Most of the time, the performance of the two regressions are very close. Except for the extreme case when the error of exponential weighted regression is high, then the rolling regression is more preferred.
6. Conclusion
From the performances we get above, we could conclude that overall, the performance of exponential weighted regression is better and the prediction is more accurate. The limitation of the rolling regression is that comparing with exponential weighted regression, the information it gets is not enough. So, as the $\lambda$ gets smaller, which implies the window of the rolling regression is larger, the performance is better and closer to exponential weighted regression, which suggests us that in order to improve the rolling regression, we should widen the window.

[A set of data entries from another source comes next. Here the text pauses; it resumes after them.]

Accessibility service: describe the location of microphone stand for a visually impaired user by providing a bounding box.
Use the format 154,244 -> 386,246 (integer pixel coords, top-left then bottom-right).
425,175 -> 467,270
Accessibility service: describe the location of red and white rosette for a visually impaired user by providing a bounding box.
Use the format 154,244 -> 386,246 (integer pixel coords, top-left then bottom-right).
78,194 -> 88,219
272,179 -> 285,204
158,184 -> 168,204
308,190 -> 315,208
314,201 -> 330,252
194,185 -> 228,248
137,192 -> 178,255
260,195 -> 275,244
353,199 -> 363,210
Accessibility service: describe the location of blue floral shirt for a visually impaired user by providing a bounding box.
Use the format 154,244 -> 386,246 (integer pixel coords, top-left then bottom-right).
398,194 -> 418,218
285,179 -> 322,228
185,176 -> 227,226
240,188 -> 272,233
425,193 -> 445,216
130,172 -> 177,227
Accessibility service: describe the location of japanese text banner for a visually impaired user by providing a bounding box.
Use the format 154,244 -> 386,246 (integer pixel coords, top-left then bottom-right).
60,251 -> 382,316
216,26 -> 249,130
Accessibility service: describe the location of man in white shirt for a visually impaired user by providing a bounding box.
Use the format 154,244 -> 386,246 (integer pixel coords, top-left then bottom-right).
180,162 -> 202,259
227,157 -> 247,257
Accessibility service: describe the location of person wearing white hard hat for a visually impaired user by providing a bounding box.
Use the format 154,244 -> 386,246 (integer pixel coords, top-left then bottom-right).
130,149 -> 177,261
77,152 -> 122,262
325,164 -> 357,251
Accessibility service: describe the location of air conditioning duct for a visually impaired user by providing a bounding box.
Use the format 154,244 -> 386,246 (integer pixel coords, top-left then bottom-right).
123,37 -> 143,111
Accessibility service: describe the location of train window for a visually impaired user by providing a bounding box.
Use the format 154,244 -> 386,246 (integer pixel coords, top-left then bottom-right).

However, we could not just widen our window unlimitedly. The edge of rolling regression is that its more reactive and responsive to the real-time market change. When something huge happens, it will immediately reflect on the regression and the prediction. When the window of rolling regression is larger, the effect of real-time information will be smaller, which is not good for activities such as high-frequency trading.